Back to the parade: We were invited to join Aaron’s dad Rick, a fire marshal for the city of Lexington, in his firetruck during the Forest Lake Fourth of July parade. We weren’t sure if Adam would like it, so we told Rick to pick us up about halfway through the parade (just in case). I felt like a little kid at the circus. I’ve never been inside a firetruck OR been part of a parade! Adam, on the other hand, hated every second of it. He sat in the front seat with Aaron and clung to him like a kitten who had just been chased by a Doberman (if he had claws, they would’ve been imbedded in Aaron’s back). He cringed when Rick honked the horn and only relaxed when the ride was over. Much like the Chuck E. Cheese experience, he told Aaron in a quiet voice, “I don’t like this truck.” When the ride was over and we set him down on solid ground, the poor little guy was shaking like a leaf. His cousin Morgan, however, loved every minute of it and waved out the window during the entire parade. (I think she’s either practicing to be a pageant queen or a politician.)

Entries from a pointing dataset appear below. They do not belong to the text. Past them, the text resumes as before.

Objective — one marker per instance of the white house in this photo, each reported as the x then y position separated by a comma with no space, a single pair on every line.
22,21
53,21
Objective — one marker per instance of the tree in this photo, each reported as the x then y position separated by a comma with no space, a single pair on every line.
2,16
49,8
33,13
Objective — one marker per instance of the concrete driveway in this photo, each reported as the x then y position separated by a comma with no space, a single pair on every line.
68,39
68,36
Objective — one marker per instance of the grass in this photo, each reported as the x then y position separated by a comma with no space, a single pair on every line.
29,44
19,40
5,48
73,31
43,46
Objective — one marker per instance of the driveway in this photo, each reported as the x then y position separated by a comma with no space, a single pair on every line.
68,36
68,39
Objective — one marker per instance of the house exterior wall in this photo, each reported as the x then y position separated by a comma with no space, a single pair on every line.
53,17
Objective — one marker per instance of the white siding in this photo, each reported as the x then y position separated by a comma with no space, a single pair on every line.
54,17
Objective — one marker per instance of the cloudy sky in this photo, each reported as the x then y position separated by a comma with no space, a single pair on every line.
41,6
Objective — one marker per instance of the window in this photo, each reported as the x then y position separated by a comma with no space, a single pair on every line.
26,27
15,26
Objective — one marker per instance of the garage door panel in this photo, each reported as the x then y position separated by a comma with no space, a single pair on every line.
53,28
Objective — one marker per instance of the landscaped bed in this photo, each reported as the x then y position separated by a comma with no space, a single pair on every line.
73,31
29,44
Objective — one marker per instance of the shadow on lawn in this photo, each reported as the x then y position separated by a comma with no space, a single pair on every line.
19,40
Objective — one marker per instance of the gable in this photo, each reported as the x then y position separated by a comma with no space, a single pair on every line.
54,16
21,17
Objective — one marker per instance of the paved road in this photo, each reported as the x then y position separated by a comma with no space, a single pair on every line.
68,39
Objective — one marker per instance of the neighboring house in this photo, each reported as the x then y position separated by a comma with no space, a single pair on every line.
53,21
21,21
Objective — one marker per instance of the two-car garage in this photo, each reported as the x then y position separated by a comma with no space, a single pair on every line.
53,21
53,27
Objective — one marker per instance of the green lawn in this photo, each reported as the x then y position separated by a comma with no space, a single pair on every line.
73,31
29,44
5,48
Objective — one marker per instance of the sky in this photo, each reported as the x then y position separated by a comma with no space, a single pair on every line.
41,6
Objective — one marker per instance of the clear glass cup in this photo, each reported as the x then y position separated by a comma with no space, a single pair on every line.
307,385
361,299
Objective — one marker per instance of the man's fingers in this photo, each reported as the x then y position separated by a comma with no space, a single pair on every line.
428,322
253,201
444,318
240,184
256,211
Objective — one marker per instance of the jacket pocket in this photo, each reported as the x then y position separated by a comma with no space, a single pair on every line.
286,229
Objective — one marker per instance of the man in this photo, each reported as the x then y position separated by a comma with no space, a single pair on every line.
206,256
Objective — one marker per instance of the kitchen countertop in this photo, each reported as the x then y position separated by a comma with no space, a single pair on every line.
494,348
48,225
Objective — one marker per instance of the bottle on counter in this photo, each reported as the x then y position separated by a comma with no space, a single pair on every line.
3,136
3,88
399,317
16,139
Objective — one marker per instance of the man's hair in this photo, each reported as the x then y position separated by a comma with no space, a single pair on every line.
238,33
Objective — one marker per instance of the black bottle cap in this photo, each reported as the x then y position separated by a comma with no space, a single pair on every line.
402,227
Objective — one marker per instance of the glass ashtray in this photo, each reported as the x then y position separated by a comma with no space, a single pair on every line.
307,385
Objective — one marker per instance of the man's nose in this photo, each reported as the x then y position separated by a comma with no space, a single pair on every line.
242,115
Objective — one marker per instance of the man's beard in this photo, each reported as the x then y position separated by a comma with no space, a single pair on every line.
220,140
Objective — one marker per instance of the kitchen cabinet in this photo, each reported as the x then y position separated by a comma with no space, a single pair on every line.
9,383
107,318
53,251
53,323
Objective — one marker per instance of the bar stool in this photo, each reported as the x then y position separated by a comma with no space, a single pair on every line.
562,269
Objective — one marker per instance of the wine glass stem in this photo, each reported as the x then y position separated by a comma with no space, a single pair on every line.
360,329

In other news: Ever since we taught Adam the whole clinking-of-the-glasses “Cheers!” thing, he wants to do it ALL THE TIME. Not just when we’re eating, either. The last time we had a “cheers” moment we were brushing our teeth. When he proclaimed “Cheers!” and came at me with his tiny Elmo toothbrush, it took me a minute to realize that he wanted us to clink our toothbrushes together. Crazy kid.
One of my dear friends recently told me he’s in treatment for Oxycontin abuse and had been using for 2.5 years. I had no idea. It makes me think of this quote: “Be kind. For everyone you meet is fighting their own battle.” I am so grateful that a friend of his confronted him and urged him to seek treatment.
For some reason, 2009 has become the Year of Moving out of State for many of my friends. First AJ & John moved the whole family to NY (he was promoted at General Mills), my friends Christine & Pat are moving to Grant Park in Chicago in two weeks (a new job for Pat), my book club/kickball buddy Katie is moving to NYC at the beginning of August (her office moved to NY), my coworker Julie is moving to NYC mid-August (she’s 23, single, and looking for adventure), my friend Kylie is moving to Boston at the end of August (her fiancĂ©, the editor of the magazine where I work, accepted a job there), and my cousin Sara is most likely moving to California in early fall (job change/love interest). PEOPLE, STOP MOVING AWAY FROM ME!!!!
On the plus side, I now have lots of cool places to visit!
Megan, Christine, and I at Christine's wedding. Jan. 2009. (Christine is moving to Chi-town.)
My good friend Amy with my dear cousin Sara and kickball buddy Katie. Sara is moving to Cali and Katie is heading out to the Big Apple. (Fortunately, Amy isn't going anywhere!)
My friends Kylie & Andy are moving to Boston. We're sad that they're leaving but can't wait to visit them in Beantown!
A quote I like: “People are always talking about the good old days. I wonder, why don't we talk about the good now days instead?”